Neue KRINKO-Empfehlung: Kaltes Wasser reicht am medizinischen Handwaschplatz
Die KRINKO verlangt am medizinischen Handwaschplatz nur noch kaltes Wasser in Trinkwasserqualität. Für Praxisteams bedeutet das Anpassungen am Hygieneplan, aber kein Warmwasser-Verbot.
Die Kommission für Infektionsprävention (KRINKO) am Robert Koch-Institut hat ihre Empfehlung zur Händehygiene in einem Punkt geändert. Nach der neuen Empfehlung 11.5.A (Kategorie II) muss ein medizinischer Handwaschplatz nur noch mit einem Zulauf für kaltes Wasser in Trinkwasserqualität ausgestattet sein; warmes Wasser ist aus Sicht der Infektionsprävention nicht erforderlich. Veröffentlicht wurde die Änderung am 6. August 2026 im Epidemiologischen Bulletin 32/2026. Die übrige Händehygiene-Empfehlung gilt unverändert weiter.
Der Grund: Die Wassertemperatur hat nach den von der KRINKO zitierten Bewertungen von WHO und CDC sowie mehreren Studien praktisch keinen Einfluss auf die Keimreduktion beim Händewaschen. Entscheidend sind Dauer, Technik, Wasserqualität und das verwendete Waschpräparat. Die KRINKO zieht damit mit der neu gefassten TRBA 250 gleich, die für Handwaschplätze ebenfalls nur noch fließendes Wasser in Trinkwasserqualität fordert.

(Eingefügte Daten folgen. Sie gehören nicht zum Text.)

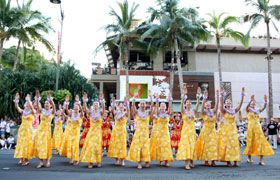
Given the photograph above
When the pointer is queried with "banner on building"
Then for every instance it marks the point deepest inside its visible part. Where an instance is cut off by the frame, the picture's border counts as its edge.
(142, 89)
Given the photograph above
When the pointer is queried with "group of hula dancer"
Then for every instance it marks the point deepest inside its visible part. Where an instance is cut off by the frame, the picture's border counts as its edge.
(209, 146)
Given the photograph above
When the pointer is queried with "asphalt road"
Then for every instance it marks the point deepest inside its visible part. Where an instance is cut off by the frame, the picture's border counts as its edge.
(60, 169)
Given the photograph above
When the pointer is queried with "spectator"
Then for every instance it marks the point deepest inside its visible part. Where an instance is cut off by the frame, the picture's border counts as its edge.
(197, 126)
(8, 129)
(11, 142)
(241, 138)
(272, 133)
(2, 127)
(3, 142)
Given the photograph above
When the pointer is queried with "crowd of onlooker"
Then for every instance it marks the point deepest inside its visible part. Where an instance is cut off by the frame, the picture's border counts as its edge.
(7, 140)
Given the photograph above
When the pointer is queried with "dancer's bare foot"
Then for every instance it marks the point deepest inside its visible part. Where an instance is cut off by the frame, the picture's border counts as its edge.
(122, 162)
(213, 164)
(90, 166)
(229, 164)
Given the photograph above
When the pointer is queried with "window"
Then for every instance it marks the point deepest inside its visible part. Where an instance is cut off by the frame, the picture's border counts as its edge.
(167, 60)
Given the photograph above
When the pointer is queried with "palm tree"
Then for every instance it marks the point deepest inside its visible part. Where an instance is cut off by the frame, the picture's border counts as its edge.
(29, 28)
(7, 20)
(122, 29)
(178, 29)
(268, 13)
(220, 27)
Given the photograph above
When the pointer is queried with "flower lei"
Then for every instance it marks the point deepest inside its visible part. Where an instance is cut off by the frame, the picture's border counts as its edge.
(26, 113)
(211, 114)
(255, 112)
(142, 115)
(119, 115)
(189, 115)
(163, 115)
(74, 118)
(95, 116)
(57, 119)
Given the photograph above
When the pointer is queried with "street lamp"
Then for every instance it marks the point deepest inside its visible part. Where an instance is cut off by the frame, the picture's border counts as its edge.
(59, 49)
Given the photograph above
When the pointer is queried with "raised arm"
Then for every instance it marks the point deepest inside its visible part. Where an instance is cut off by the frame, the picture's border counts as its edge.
(183, 99)
(151, 105)
(66, 104)
(217, 101)
(133, 107)
(85, 100)
(222, 110)
(265, 103)
(198, 96)
(51, 101)
(16, 103)
(114, 106)
(205, 96)
(248, 105)
(169, 103)
(241, 101)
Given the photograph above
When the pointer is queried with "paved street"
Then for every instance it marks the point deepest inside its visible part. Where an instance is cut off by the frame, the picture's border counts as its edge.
(60, 169)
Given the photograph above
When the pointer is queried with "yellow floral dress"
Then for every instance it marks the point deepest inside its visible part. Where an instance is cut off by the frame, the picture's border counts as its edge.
(63, 146)
(257, 144)
(24, 148)
(162, 146)
(43, 137)
(57, 134)
(140, 146)
(73, 140)
(188, 138)
(228, 143)
(153, 134)
(117, 145)
(207, 142)
(92, 149)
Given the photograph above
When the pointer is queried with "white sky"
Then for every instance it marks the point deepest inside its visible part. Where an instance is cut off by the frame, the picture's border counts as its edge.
(84, 19)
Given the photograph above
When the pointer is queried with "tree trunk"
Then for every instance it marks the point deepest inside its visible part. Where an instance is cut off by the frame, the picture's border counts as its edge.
(1, 49)
(219, 61)
(126, 72)
(16, 58)
(178, 60)
(270, 96)
(171, 78)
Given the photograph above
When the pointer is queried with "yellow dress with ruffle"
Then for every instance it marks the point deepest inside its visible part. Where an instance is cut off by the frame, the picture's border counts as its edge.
(140, 146)
(228, 143)
(162, 151)
(188, 139)
(92, 149)
(73, 140)
(153, 135)
(57, 135)
(65, 136)
(117, 145)
(257, 144)
(43, 138)
(207, 142)
(24, 148)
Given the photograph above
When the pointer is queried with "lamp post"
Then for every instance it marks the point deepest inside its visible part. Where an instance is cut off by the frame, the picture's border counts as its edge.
(60, 37)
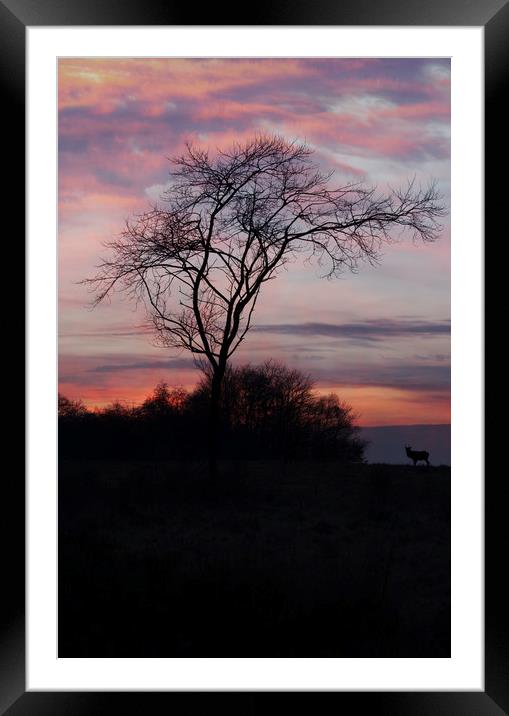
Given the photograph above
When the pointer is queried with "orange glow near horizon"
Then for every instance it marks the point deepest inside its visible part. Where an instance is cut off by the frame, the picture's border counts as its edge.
(372, 405)
(380, 340)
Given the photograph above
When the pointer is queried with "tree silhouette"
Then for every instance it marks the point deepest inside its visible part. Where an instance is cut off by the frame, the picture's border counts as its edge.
(231, 221)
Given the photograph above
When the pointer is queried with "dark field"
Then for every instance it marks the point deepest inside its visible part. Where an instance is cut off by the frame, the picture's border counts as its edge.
(275, 560)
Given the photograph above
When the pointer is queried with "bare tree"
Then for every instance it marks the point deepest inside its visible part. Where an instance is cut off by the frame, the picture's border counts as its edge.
(231, 222)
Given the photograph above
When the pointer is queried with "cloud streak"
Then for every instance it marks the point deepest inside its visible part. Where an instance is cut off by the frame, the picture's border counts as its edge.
(369, 330)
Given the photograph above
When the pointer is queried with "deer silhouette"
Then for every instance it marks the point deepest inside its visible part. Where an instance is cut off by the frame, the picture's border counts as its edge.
(417, 455)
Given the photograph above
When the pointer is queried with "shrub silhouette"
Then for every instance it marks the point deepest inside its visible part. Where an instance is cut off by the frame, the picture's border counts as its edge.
(268, 411)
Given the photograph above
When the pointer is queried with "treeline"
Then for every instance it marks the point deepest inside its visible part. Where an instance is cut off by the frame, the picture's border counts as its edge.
(268, 411)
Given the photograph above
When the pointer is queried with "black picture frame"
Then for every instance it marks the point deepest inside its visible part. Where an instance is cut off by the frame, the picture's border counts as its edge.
(15, 17)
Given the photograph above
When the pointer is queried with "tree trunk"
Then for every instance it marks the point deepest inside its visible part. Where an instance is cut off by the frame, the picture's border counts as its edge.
(214, 432)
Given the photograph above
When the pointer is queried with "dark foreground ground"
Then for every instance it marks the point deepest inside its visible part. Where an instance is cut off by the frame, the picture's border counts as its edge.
(275, 561)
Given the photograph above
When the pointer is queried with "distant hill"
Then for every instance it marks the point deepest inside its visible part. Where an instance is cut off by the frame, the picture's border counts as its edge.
(387, 443)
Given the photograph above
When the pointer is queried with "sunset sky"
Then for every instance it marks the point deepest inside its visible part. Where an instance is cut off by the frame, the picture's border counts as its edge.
(380, 338)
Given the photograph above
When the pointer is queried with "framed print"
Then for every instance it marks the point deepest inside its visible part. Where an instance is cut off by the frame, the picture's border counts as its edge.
(95, 641)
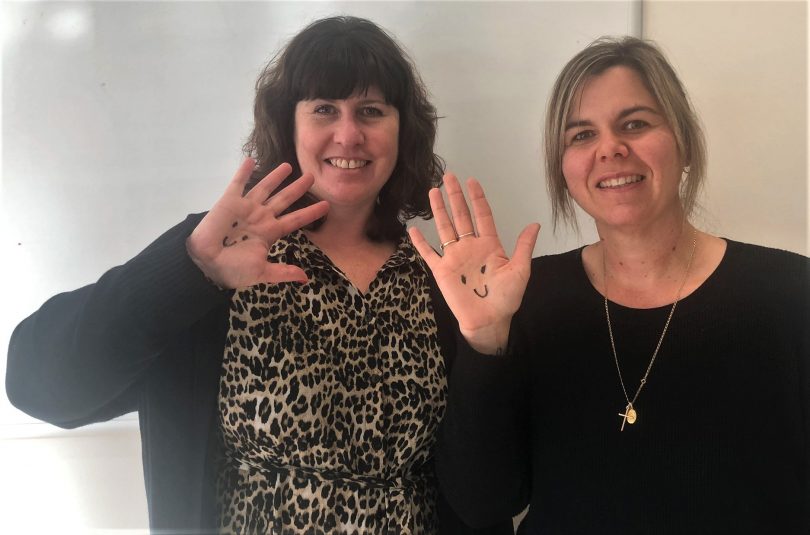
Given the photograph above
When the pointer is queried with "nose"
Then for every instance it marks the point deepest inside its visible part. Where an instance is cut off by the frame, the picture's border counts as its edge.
(612, 146)
(349, 132)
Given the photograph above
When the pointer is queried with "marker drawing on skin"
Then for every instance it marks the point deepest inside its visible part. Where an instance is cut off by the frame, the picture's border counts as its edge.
(227, 242)
(486, 290)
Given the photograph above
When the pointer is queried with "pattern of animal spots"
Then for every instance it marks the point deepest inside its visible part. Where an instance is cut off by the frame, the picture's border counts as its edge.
(329, 401)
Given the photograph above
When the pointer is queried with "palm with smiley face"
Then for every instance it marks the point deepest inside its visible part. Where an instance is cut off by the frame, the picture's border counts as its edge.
(481, 284)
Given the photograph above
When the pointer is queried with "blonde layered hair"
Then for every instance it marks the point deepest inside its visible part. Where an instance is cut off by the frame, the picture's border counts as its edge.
(660, 79)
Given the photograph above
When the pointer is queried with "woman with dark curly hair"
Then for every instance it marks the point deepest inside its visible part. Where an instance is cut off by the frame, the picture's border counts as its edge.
(285, 350)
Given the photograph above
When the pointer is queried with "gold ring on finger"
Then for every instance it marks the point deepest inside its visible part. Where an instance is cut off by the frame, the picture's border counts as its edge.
(448, 242)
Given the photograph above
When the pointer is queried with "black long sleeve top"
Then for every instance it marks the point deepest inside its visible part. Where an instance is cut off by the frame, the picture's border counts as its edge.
(722, 440)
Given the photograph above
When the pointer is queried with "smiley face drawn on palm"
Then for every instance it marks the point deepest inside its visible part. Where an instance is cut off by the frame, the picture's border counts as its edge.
(480, 294)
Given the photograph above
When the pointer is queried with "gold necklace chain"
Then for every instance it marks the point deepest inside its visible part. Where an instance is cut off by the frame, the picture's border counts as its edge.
(630, 415)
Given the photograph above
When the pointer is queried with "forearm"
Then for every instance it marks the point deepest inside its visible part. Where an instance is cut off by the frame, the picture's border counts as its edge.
(81, 355)
(482, 458)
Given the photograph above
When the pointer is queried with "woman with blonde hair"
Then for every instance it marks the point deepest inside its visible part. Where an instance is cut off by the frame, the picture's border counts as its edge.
(656, 381)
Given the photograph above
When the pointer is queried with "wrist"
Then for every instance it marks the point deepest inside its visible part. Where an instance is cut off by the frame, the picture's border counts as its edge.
(490, 339)
(209, 277)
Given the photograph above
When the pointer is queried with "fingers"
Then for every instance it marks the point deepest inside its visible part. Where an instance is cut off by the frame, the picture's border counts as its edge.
(284, 198)
(269, 183)
(422, 246)
(458, 205)
(484, 220)
(444, 225)
(237, 184)
(524, 248)
(299, 218)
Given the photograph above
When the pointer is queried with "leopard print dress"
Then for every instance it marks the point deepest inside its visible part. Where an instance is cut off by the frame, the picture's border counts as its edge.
(329, 401)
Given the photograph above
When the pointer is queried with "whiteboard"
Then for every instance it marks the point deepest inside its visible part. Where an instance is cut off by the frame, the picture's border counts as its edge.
(119, 118)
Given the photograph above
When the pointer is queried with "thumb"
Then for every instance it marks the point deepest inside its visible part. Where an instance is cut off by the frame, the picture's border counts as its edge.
(274, 273)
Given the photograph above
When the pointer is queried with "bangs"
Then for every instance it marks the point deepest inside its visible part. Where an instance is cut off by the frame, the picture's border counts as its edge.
(343, 67)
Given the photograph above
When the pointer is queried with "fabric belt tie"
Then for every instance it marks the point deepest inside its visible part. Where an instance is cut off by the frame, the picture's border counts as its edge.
(399, 490)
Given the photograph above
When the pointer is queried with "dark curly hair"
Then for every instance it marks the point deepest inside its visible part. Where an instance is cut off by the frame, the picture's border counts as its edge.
(334, 58)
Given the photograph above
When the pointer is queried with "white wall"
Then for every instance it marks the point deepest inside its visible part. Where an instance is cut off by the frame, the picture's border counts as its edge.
(120, 118)
(745, 65)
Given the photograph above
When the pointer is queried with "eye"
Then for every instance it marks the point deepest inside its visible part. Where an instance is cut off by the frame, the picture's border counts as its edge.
(635, 124)
(582, 136)
(371, 111)
(323, 109)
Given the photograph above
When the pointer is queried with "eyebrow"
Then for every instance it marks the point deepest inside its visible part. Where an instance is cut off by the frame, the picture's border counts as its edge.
(624, 113)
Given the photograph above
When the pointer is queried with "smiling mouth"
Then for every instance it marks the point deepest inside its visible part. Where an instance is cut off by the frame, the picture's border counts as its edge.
(620, 181)
(343, 163)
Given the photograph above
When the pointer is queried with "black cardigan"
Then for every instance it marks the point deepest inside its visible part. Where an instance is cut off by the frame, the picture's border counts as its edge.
(149, 337)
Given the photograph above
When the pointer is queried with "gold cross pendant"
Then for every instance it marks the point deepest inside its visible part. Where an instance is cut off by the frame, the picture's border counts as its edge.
(629, 416)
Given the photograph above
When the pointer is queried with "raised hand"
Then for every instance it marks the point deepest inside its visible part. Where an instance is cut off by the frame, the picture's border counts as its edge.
(482, 286)
(230, 244)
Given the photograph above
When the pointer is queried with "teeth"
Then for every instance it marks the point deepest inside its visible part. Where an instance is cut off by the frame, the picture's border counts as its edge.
(621, 181)
(347, 164)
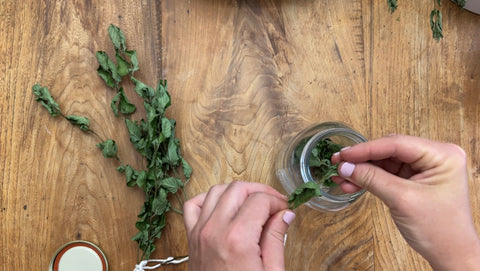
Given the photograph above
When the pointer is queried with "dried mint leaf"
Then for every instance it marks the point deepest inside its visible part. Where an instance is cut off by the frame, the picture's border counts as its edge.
(436, 24)
(45, 98)
(303, 194)
(109, 148)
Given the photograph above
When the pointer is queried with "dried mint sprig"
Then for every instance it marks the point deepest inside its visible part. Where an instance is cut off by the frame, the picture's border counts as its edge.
(435, 16)
(167, 171)
(321, 168)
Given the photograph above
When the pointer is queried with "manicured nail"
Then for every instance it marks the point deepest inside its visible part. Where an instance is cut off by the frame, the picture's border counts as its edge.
(288, 217)
(346, 170)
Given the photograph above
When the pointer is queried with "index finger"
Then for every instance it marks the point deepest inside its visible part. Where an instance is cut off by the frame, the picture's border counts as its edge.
(407, 149)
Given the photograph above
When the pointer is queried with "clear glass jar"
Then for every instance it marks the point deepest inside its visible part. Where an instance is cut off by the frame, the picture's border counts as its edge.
(293, 168)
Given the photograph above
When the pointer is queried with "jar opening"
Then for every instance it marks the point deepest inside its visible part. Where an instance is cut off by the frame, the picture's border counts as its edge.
(341, 136)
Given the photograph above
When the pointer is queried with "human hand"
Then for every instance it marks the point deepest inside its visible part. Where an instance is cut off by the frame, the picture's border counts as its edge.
(425, 185)
(237, 226)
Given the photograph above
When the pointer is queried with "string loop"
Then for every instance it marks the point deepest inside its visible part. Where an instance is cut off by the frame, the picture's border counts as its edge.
(143, 265)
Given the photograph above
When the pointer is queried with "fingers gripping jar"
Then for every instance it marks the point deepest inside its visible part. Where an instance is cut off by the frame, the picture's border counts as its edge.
(294, 166)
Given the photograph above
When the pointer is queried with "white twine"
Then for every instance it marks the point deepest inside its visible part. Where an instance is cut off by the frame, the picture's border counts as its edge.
(143, 265)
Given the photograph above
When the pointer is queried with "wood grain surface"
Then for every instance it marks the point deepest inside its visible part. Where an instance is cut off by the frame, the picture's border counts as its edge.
(245, 76)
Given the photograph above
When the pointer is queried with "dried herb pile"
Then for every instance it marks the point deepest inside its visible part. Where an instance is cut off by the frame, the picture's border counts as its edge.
(166, 171)
(321, 168)
(435, 16)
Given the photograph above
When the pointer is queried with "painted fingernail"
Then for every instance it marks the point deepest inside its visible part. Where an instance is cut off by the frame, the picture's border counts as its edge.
(288, 217)
(346, 170)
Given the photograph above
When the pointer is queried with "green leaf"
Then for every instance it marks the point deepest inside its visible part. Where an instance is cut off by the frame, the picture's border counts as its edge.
(151, 113)
(109, 148)
(106, 76)
(142, 179)
(134, 131)
(46, 99)
(166, 127)
(187, 169)
(133, 59)
(436, 24)
(82, 122)
(160, 202)
(303, 194)
(172, 153)
(130, 175)
(162, 99)
(117, 37)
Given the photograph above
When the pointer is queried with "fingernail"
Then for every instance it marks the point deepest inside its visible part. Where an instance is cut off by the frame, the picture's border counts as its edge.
(346, 170)
(288, 217)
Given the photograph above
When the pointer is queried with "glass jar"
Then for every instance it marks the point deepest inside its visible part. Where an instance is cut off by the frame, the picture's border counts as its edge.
(293, 166)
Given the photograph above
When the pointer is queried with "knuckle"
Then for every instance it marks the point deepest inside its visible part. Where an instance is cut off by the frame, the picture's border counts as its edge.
(206, 235)
(368, 175)
(235, 240)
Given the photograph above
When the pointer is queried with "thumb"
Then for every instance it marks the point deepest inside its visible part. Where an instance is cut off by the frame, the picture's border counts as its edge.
(374, 179)
(272, 240)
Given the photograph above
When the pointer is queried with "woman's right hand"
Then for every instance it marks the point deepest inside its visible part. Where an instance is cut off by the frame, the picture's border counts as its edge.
(425, 185)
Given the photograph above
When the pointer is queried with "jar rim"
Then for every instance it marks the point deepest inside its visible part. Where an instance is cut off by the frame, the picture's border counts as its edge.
(307, 150)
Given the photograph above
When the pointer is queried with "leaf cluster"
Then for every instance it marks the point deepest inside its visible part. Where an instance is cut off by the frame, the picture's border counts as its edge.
(320, 165)
(435, 16)
(166, 172)
(321, 168)
(153, 137)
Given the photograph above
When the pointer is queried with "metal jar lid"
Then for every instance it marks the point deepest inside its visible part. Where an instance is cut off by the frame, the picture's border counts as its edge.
(78, 256)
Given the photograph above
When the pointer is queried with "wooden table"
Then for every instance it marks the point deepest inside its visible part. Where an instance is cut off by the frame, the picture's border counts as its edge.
(244, 77)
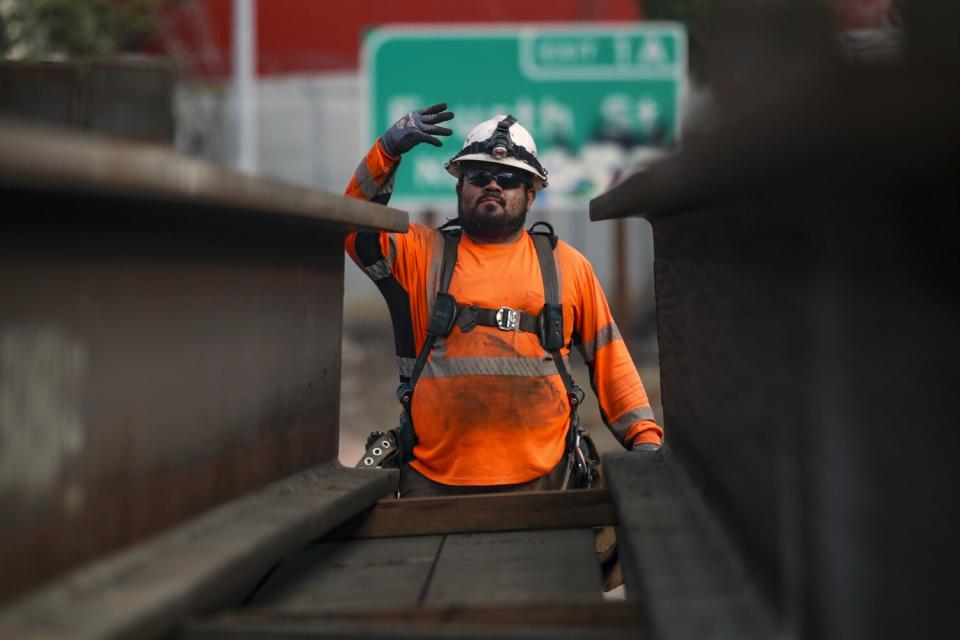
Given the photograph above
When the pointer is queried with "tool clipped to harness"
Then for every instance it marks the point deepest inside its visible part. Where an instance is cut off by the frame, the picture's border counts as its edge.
(443, 317)
(550, 329)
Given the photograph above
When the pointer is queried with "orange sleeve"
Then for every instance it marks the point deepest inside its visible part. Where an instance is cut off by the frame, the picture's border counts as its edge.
(623, 401)
(373, 178)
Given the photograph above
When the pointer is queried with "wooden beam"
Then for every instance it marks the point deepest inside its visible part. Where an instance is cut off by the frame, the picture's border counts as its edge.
(570, 619)
(484, 512)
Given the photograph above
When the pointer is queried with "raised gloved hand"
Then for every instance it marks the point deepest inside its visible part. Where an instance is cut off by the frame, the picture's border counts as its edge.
(416, 127)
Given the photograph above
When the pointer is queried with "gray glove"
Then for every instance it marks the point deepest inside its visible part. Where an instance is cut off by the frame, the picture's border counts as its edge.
(416, 127)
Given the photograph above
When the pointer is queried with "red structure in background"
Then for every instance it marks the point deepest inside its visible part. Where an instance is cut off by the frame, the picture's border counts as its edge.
(296, 36)
(866, 14)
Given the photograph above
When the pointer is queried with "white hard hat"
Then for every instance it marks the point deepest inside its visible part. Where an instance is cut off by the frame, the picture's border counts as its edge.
(501, 140)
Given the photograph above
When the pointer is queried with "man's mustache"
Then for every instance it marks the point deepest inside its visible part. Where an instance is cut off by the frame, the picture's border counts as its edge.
(494, 196)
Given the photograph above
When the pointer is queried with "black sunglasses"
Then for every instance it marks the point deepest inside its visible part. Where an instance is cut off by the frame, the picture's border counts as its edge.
(506, 179)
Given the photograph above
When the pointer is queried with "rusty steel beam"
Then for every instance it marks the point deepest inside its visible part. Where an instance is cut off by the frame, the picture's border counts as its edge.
(169, 339)
(805, 265)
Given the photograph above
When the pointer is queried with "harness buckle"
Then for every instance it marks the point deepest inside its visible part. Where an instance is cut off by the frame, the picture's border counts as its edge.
(508, 319)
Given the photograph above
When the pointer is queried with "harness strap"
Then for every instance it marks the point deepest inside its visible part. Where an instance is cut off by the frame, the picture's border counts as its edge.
(406, 436)
(551, 294)
(504, 318)
(544, 244)
(450, 243)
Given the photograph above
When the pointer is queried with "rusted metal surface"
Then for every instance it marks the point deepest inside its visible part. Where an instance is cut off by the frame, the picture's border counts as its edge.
(483, 512)
(216, 558)
(807, 311)
(169, 339)
(64, 162)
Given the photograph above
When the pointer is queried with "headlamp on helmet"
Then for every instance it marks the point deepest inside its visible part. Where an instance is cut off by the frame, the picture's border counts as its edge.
(491, 141)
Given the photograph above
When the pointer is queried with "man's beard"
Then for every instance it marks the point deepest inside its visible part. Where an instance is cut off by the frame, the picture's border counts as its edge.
(484, 225)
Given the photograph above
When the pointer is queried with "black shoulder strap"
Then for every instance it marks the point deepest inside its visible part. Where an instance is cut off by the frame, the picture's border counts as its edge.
(553, 314)
(405, 433)
(551, 293)
(451, 241)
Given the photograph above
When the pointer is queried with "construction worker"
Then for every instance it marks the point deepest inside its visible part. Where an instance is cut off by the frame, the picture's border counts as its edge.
(487, 399)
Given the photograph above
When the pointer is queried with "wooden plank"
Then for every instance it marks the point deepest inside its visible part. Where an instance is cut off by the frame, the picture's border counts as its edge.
(679, 563)
(484, 512)
(333, 577)
(145, 591)
(516, 567)
(593, 620)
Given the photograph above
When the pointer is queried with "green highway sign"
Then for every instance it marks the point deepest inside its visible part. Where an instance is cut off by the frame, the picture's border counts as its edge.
(589, 95)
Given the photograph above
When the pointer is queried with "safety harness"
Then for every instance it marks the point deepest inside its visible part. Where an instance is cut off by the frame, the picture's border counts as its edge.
(582, 459)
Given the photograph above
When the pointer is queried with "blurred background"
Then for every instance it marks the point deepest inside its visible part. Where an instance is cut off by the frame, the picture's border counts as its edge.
(297, 90)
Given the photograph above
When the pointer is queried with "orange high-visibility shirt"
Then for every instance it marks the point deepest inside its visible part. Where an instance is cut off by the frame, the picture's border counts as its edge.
(490, 407)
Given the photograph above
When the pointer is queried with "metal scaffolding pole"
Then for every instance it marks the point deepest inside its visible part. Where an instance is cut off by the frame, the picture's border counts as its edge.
(244, 83)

Kein Verbot von Warmwasser
Wichtig für die Umsetzung: Der Wegfall der Pflicht ist kein Verbot. Praxen dürfen an Handwaschplätzen weiterhin warmes Wasser anbieten. Für Personal- und Sanitärräume gelten zudem unverändert die Arbeitsstättenregeln (ASR A4.1), die an Wasch- und Duschplätzen warmes und kaltes Wasser vorsehen. Die neue Empfehlung betrifft ausschließlich medizinische Handwaschplätze.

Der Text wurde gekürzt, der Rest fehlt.